GUIDE / WHEN TO REST
Should I Run When Tired or Sick? The Honest Beginner Decision Guide (UK 2026)
TL;DR — if you are in a hurry
- The neck rule: symptoms above the neck (mild cold, sore throat, no fever) you can usually run easy. Symptoms below the neck (chest, lungs, fever, body aches) skip running entirely.
- Tired and stressed is not the same as sick. A 20-minute easy run often helps. A hard session never helps recovery.
- Edge adapts your plan based on how you actually feel. 17,000+ UK members.
Last updated: 1 June 2026
The honest rules for when to run, when to swap the session, and when to rest entirely. Built around the neck-rule used by sports doctors.
38°C
fever threshold. Above this, you do not run, full stop.
7-9hr
healthy adult sleep target. Below this for several nights is a rest signal.
17,000+
UK members training with Edge plans that adapt to bad days.
Sources: NHS guidance on fever; NHS Sleep Better; Edge member figures, May 2026.
Every runner has the same morning. The alarm goes off. The plan says easy 5K. The body is not so sure. Maybe the throat is scratchy, maybe the legs feel heavy, maybe the head is foggy from a bad night of sleep. The honest question that follows is the one this guide answers: should you run, swap the session, or skip the day entirely.
The wrong rule is to push through everything. That is how mild colds become two-week chest infections, how tired weeks become injured months, and how a good training habit collapses into a guilt cycle. The other wrong rule is to skip at the first sign of anything. That is how a small obstacle becomes a long break, and the comeback is always harder than the missed session.
There is a better middle path, and most sports doctors agree on the broad shape of it. It is built around one simple test that has been used in clinical sports medicine for decades, and a small set of red-flag situations where the right answer is always rest. The rest of this guide is the honest version of that decision tree, written for UK beginners in 2026.
One important caveat first.

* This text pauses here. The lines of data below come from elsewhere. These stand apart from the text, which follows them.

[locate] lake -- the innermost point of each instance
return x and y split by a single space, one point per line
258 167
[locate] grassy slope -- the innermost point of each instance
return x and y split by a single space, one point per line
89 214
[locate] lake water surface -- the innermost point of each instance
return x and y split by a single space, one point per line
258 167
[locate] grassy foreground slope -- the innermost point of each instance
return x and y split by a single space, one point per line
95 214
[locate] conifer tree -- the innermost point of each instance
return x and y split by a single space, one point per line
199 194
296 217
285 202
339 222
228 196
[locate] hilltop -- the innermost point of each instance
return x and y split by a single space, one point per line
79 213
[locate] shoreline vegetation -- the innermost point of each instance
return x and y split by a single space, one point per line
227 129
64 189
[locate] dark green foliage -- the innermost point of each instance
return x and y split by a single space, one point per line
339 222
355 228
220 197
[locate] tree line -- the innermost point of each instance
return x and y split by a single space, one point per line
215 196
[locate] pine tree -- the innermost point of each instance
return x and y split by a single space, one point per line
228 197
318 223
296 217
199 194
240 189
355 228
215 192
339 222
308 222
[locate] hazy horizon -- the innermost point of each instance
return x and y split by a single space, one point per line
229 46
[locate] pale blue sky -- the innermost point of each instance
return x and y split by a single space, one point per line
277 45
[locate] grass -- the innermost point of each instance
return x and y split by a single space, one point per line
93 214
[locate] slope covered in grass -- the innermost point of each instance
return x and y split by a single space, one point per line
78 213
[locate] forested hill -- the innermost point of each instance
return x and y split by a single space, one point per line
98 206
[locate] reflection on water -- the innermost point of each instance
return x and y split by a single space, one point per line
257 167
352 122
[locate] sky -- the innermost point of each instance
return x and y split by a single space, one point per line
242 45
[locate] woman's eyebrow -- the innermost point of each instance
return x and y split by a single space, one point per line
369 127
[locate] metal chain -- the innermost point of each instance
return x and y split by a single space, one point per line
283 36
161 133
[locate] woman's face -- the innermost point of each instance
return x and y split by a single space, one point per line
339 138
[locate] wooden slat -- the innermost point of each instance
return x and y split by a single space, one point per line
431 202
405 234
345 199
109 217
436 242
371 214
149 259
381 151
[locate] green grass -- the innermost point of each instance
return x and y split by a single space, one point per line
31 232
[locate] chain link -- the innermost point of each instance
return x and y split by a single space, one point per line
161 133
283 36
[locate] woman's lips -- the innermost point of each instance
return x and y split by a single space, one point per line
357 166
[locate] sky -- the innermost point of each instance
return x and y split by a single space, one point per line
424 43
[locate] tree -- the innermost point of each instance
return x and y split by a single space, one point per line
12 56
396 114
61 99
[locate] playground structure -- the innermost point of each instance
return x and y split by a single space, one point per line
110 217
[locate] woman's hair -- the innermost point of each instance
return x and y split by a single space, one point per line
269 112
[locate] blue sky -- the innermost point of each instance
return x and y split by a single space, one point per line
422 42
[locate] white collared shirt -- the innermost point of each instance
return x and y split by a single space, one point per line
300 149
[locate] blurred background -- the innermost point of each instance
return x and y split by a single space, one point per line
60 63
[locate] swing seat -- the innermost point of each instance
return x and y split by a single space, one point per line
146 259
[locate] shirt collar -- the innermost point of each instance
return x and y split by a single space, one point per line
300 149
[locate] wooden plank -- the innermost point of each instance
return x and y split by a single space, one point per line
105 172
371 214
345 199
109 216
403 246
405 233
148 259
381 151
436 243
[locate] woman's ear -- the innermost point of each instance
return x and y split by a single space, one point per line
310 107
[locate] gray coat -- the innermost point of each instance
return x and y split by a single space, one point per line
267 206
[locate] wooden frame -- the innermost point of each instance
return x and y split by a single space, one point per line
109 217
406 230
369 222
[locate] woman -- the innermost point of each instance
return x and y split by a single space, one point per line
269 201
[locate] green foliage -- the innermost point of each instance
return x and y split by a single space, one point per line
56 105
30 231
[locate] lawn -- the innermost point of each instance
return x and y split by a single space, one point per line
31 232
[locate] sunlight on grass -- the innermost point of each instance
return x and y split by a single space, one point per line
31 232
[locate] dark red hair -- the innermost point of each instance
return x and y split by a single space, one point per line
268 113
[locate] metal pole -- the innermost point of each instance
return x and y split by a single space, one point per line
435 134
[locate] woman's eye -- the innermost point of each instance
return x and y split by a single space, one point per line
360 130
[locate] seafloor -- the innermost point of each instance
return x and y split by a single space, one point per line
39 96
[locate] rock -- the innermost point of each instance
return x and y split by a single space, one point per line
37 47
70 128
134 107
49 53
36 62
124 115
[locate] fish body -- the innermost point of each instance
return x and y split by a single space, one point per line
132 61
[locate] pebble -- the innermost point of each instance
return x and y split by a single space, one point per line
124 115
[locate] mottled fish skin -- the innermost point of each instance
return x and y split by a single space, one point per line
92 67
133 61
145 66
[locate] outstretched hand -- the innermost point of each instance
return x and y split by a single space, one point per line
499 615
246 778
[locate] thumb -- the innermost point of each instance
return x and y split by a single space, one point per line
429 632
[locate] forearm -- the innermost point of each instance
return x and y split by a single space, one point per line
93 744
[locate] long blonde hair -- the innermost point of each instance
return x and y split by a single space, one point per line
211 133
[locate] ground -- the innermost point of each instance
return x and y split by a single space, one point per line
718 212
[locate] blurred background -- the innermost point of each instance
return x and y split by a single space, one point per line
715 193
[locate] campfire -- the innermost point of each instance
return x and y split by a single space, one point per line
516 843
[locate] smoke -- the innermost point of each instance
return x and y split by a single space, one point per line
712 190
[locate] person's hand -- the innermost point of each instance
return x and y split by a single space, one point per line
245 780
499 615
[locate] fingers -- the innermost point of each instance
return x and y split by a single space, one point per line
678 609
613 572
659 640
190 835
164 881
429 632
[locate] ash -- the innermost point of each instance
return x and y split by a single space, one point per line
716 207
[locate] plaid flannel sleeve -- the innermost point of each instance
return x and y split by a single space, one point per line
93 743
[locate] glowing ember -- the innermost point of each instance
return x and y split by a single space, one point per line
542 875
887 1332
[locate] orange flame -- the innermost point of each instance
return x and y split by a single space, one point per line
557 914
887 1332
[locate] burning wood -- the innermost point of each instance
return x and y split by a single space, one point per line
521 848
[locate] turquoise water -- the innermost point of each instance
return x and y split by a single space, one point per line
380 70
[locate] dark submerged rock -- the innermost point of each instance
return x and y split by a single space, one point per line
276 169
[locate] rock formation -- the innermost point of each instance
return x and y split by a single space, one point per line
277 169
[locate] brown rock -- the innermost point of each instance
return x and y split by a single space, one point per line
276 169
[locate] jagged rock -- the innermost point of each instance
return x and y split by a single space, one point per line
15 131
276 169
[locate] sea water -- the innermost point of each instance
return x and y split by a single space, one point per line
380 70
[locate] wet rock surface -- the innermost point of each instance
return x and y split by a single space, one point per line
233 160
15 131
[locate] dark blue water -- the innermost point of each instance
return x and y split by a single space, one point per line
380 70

This guide is general fitness information, not medical advice. If you have a fever, chest symptoms, persistent illness, or anything that feels serious, please contact your GP or call NHS 111. The neck rule is a useful sorting tool. It is not a substitute for proper medical judgement when something is wrong.
The neck rule (sports medicine standard)
The neck rule is the closest thing running has to a universal answer. It is taught in sports medicine training, used by team doctors, and recommended in mainstream guidance from organisations including the American College of Sports Medicine. The rule is simple. You draw an imaginary line at your collarbone. Then you ask where your symptoms are.
Above the neck: usually safe to run easy
If your symptoms are above the neck only, you can usually run, but you must run easy. That means a runny nose, a scratchy or sore throat, a blocked nose, mild sneezing, a head cold without a fever. The reason this works is that mild upper-respiratory symptoms do not put extra load on the heart or lungs in the way that chest or systemic infections do. An easy effort, where you could hold a full conversation, does not make these symptoms worse for most people and sometimes helps clear them.
The rules for an above-the-neck run are strict. Keep it short, 20 to 30 minutes maximum. Keep the pace at a true conversational level. Drop any planned intervals, hills or tempo work. If at any point in the first 10 minutes you feel worse, stop and walk home. If you feel the same or better, finish the easy run and call it the session for the day.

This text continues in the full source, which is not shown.